= Valentin Härtl =

German violist and violinist

Valentin Georg Härtl (20 June 1894 – 13 August 1966) was a German violist and violinist.

== Life ==
Born in Aschaffenburg, Härtl was the son of a train driver, August Härtl and Elisabeth Härtl, geb. After his Abitur at the humanistic grammar school in Aschaffenburg, Härtl studied at the Hoch Conservatory in Frankfurt from 1910 to 1912 with Adolf Rebner, together with Paul Hindemith, with whom he had a lifelong friendship. 1913/1914 he was a pupil of the master class by professor Felix Berber at the Hochschule für Musik und Theater München in Munich.

After the First World War, he went back to Aschaffenburg in 1918 as a violin teacher. From 1919 until his death he taught, from 1925 as a professor, at the academy of music, the later academy of music and theatre in Munich.

Härtl was a member of many important chamber music ensembles: together with his academy colleagues Johannes Hegar (violoncello), Anton Huber (violin) and his former teacher Felix Berber (violin) in his Berber Quartet, the "Munich Viola Quintet, the "H-Trios" (Huber-Härtl-Hindemith) and the Stross Quartet.
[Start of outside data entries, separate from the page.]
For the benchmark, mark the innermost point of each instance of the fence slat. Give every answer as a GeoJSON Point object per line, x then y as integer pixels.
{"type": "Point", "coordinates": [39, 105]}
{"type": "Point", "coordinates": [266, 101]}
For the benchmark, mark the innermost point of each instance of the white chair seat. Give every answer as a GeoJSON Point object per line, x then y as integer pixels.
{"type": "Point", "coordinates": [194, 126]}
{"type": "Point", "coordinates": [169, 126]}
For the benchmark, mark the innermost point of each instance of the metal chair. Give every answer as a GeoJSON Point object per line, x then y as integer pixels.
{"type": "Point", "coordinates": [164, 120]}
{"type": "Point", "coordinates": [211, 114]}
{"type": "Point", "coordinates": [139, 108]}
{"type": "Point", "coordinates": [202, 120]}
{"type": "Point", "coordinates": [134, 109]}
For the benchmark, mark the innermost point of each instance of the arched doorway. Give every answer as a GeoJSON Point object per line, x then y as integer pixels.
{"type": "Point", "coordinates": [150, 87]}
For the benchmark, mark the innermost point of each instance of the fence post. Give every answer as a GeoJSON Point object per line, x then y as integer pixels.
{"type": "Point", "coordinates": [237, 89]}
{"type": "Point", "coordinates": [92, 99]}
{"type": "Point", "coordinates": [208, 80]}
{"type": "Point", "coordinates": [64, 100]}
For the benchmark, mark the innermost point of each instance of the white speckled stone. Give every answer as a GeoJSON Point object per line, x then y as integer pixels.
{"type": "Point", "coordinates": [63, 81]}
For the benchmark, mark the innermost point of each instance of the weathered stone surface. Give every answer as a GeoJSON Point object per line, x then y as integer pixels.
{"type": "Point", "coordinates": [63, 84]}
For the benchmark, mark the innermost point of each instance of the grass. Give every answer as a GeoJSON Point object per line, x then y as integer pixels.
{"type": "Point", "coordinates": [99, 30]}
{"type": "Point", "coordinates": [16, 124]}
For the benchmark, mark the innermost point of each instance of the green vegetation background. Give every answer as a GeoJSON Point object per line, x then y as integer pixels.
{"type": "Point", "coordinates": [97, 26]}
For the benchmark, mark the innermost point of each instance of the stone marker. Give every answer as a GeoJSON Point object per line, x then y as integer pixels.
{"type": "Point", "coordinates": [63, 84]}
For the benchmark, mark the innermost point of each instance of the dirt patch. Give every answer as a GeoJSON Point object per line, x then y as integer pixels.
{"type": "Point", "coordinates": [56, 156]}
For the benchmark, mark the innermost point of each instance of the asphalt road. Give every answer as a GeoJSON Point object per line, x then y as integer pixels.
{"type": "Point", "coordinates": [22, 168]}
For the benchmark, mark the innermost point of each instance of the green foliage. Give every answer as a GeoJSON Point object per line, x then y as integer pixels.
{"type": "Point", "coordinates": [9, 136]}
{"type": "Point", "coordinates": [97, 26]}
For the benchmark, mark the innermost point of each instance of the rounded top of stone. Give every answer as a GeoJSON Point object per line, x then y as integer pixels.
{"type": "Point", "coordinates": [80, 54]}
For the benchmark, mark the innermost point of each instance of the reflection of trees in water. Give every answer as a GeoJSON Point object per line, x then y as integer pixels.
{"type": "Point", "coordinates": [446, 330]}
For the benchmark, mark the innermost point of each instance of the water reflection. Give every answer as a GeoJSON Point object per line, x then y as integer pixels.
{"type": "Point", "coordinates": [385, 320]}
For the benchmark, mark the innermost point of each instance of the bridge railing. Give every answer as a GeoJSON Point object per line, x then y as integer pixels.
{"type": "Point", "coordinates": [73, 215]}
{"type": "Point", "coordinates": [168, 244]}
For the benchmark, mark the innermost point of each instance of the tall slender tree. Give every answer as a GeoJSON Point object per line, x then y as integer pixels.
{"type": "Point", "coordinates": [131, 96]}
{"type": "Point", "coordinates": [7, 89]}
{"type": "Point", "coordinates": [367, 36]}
A member of Karl Richter's "Bach Orchestra", for decades, he was regarded as an indispensable "institution" in Munich concert life.

In October 1941 he married in Munich the 13 years younger Elisabeth von Brasch, daughter of the bank director Arved von Brasch and his first wife Alice Bircher, but was divorced from her already in 1946. On 7 December 1946 he married Ruth Blatter also in Munich and had two children, Cornelia and Wolfgang.

Härtl died in 1966 during a holiday in Italy at the age of 68.